469,917 Members | 1,943 Online
Bytes | Developer Community
New Post

Home Posts Topics Members FAQ

Post your question to a community of 469,917 developers. It's quick & easy.

Parsing C Preprocessor files

Hi there,

What could I use to parse CPP macros in Python?
I tried the Parnassus Vaults, and python lib docs, but could not
find a suitable module.

Thanks,

Bram
--
------------------------------------------------------------------------------
Bram Stolk, VR Engineer.
SARA Academic Computing Services Amsterdam, PO Box 94613, 1090 GP AMSTERDAM
email: br**@nospam.sara.nl Phone +31-20-5923059 Fax +31-20-6683167

"Software is math. Math is not patentable."
OR
"Software is literature. Literature is not patentable." -- slashdot comment
------------------------------------------------------------------------------
Jul 18 '05 #1
8 5267
Bram Stolk wrote:
What could I use to parse CPP macros in Python?
I tried the Parnassus Vaults, and python lib docs, but could not
find a suitable module.


Does it really need to be in Python? There are probably
dozens of free and adequate macro preprocessors out there
already.

(You might also want to clarify what you mean by "parse"
in this case... do you mean actually running the whole
preprocessor over an input file and expanding all macros,
or do you mean something else?)

-Peter
Jul 18 '05 #2
On Wed, 23 Jun 2004 08:32:08 -0400
Peter Hansen <pe***@engcorp.com> wrote:
Bram Stolk wrote:
What could I use to parse CPP macros in Python?
I tried the Parnassus Vaults, and python lib docs, but could not
find a suitable module.
Does it really need to be in Python? There are probably
dozens of free and adequate macro preprocessors out there
already.


I want to trigger Python actions for certain nodes or states in the
parse tree. I want to traverse this tree, an be able to make
intelligent actions.
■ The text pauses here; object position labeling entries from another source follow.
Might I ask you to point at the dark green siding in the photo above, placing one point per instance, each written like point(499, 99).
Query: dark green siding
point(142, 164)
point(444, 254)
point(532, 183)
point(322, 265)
For this, I want to use python.
(You might also want to clarify what you mean by "parse"
in this case... do you mean actually running the whole
preprocessor over an input file and expanding all macros,
or do you mean something else?)
Roughly speaking, I want to be able to identify sections that are
guarded with #ifdef FOO
Because conditionals can be nested, you would have to count the
ifs/endifs, and additionally, the conditional values may depend on other
preprocessor command, e.g. values may have been defined in included
files.

If I can traverse the #if/#endif tree in Python, a preprocessor file
becomes much more managable.

Bram
-Peter

--
------------------------------------------------------------------------------
Bram Stolk, VR Engineer.
SARA Academic Computing Services Amsterdam, PO Box 94613, 1090 GP AMSTERDAM
email: br**@nospam.sara.nl Phone +31-20-5923059 Fax +31-20-6683167

"Software is math. Math is not patentable."
OR
"Software is literature. Literature is not patentable." -- slashdot comment
------------------------------------------------------------------------------
Jul 18 '05 #3
"Bram Stolk" <br**@nospam.sara.nl> wrote in message
news:20*********************@pistache.sara.nl...
Hi there,

What could I use to parse CPP macros in Python?
I tried the Parnassus Vaults, and python lib docs, but could not
find a suitable module.

Thanks,

Bram


Try pyparsing, at http://pyparsing.sourceforge.net . The examples include a
file scanExamples.py, that does some simple C macro parsing. This should be
pretty straightforward to adapt to matching #ifdef's and #endif's.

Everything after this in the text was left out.